The introverted 23-year-old Yorkshireman is only the fourth British man to get this far in Melbourne following his upset of world No.3 Grigor Dimitrov in the quarters.
He has kept a lid on his expectations during his mind-whirring charge through the field, but has impressed with his penetrative serve and booming forehand during his giant-killing run.
“I don’t think about I’m going to win it. I think the next match is in my head. I believe I can win that, like the last one and every match,” Edmund said.
“I’ve gone in there knowing where my game is at, knowing what I want to do on court, not taking anything for granted.
“I go in there, do what I need to do, play my game as best as I can, then move on to the next one. Match by match, that’s key for me really, not thinking too far ahead.”
But Edmund dropped his inscrutable guard when he described his feelings of reaching the last four at a Grand Slam after mastering Dimitrov.

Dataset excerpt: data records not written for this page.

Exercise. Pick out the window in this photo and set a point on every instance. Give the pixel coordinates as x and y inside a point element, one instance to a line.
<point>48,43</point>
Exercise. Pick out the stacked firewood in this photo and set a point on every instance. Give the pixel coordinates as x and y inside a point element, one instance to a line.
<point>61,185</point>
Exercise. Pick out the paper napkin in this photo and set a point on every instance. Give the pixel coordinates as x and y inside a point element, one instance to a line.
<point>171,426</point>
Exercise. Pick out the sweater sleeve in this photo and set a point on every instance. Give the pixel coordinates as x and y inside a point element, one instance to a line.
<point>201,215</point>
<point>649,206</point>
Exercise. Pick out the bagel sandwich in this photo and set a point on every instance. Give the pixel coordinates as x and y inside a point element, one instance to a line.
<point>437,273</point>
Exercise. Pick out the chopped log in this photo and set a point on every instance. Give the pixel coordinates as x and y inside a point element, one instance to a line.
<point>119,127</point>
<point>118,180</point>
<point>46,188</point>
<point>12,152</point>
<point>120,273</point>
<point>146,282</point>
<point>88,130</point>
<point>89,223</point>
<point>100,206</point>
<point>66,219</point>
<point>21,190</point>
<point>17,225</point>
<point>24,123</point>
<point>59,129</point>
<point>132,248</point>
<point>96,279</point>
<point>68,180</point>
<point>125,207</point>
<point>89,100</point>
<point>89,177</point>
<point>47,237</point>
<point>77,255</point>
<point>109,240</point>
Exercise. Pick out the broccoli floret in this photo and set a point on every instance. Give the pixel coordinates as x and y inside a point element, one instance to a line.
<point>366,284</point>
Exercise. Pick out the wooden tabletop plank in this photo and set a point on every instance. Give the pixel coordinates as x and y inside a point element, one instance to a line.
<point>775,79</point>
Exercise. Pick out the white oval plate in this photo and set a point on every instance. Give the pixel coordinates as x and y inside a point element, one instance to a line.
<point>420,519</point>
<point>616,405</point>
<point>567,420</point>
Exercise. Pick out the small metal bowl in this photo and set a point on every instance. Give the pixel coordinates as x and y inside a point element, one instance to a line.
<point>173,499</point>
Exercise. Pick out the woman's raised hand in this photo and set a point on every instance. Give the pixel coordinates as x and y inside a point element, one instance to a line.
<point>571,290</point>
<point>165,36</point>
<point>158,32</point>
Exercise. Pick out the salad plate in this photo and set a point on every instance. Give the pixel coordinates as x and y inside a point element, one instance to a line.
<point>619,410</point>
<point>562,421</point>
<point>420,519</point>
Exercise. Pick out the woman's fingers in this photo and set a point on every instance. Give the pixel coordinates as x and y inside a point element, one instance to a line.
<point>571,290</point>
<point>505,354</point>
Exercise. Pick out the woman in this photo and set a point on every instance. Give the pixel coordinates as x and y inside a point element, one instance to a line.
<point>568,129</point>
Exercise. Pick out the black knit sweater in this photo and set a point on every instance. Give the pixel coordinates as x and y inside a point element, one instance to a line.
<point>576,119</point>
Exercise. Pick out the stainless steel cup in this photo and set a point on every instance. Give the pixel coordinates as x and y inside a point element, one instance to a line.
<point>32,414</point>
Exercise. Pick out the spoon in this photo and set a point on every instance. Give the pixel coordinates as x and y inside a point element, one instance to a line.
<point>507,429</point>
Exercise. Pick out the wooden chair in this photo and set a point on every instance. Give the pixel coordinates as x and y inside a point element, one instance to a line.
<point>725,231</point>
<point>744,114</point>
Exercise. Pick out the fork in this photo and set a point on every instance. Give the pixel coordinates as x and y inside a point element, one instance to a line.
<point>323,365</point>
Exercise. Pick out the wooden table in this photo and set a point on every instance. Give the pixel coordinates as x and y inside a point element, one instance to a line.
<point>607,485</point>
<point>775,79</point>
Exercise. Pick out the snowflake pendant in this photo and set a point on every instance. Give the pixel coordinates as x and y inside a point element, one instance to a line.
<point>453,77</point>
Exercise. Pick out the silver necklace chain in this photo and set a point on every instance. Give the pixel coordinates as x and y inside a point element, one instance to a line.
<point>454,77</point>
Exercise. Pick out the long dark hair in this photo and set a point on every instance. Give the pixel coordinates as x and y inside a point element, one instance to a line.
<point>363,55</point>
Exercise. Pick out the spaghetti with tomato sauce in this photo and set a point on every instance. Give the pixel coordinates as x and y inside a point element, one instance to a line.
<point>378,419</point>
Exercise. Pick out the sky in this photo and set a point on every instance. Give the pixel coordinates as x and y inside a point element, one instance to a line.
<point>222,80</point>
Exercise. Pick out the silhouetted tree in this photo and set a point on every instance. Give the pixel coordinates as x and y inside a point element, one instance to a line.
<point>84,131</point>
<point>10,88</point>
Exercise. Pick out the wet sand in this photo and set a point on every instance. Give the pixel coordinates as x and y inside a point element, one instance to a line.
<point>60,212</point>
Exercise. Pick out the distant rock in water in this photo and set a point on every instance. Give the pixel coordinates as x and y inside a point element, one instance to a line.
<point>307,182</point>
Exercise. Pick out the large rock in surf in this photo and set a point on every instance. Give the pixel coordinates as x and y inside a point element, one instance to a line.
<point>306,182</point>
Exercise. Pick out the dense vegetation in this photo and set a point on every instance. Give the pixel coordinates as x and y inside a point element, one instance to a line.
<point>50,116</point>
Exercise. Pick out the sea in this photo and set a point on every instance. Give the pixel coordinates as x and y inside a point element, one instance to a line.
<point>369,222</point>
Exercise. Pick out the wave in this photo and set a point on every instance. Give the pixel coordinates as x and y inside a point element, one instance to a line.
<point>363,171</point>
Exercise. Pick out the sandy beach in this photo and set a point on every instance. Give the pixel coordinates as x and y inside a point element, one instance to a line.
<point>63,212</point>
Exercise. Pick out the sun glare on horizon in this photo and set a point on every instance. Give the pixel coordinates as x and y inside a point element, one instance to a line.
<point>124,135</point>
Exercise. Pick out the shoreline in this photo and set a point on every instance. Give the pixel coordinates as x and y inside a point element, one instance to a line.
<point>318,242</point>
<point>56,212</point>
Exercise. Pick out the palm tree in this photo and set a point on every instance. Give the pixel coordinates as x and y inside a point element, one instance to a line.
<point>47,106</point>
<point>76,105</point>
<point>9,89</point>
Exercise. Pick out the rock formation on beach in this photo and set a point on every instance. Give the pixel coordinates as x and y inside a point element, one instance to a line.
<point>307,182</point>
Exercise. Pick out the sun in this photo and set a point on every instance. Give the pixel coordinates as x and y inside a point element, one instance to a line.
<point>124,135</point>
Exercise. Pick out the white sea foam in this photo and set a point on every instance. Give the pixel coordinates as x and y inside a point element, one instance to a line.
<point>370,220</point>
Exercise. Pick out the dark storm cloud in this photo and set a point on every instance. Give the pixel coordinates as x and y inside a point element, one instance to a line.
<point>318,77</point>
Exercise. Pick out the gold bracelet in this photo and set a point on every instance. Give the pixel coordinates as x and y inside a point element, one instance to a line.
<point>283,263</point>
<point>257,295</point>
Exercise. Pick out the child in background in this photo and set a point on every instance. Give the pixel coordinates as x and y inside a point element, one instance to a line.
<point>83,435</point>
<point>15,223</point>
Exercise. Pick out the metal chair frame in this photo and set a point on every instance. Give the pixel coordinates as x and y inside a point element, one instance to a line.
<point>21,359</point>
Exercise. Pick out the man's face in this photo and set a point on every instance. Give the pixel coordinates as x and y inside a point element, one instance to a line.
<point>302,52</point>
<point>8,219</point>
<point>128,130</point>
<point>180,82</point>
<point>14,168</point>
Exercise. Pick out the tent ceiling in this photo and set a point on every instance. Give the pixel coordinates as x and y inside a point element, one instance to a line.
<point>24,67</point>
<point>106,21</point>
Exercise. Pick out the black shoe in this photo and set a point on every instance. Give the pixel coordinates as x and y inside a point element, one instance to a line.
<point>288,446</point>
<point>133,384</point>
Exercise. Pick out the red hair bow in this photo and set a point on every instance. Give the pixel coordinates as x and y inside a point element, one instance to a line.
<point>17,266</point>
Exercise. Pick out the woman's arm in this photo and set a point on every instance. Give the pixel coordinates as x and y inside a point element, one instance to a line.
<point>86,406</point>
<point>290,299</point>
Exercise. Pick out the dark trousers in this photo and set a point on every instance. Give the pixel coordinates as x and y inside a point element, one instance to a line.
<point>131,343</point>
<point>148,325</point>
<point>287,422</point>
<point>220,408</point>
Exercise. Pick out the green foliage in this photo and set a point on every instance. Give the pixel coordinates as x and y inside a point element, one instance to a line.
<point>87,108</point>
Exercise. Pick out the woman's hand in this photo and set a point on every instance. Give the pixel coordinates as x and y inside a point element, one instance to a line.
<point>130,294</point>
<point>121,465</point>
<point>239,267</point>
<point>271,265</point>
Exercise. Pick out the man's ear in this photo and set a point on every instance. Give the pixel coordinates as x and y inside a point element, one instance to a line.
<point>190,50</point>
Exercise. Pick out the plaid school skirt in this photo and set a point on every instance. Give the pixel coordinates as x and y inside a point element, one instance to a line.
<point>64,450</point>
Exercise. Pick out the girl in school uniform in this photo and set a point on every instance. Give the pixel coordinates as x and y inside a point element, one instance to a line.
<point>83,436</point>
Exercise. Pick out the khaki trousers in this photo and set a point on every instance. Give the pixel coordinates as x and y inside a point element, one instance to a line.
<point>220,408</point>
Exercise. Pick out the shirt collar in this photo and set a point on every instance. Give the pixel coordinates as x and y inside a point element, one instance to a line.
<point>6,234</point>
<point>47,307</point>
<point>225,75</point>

“I am loving it right now, just the way I’m playing,” he said. “I’m 23 years old, my first Grand Slam semi-final. For the first time I played on one of the biggest courts in the world and to beat a quality of player like Grigor.
“They’re great feelings. You don’t obviously play in the semi-finals of a Grand Slam every day.”
He will fancy his chances against Cilic, despite losing his only match to him in two sets in Shanghai last year.
“Really I can go out there and do my best. I’m in a good place,” he said.
Easier than Rafa
Cilic is bullish about his form heading into the business end of the tournament, having got past 10th seed Pablo Carreno Busta and Nadal to play off for a spot in Sunday’s final.
“I’m extremely pleased with my own game. Even in the other matches before the Nadal one, I played great tennis. Very high level,” Cilic said.
“I want to keep going with my own game and try to lift up, keep pushing as much as I can.”
Cilic, who lost to Roger Federer in last year’s Wimbledon final, has been serving impressively with a total of 96 aces and a fastest serve clocked at 215km/h (180 mph).
He has won 81 percent of his first serve points and 54 percent of his second serve points, while breaking his opponents’ serve 23 times.
Cilic sees facing the unseeded Edmund as a great opportunity to make his third Grand Slam final and first in Melbourne.
“Kyle has had an amazing run, winning a lot of tough matches and playing great tennis,” Cilic said.
“He’s also very entertaining to watch. Big hitter, great serve, great forehand. Plays great on the hard courts.
“For me, obviously on the paper it’s probably easier to play him than Rafa. But still he deserves a lot to be here.”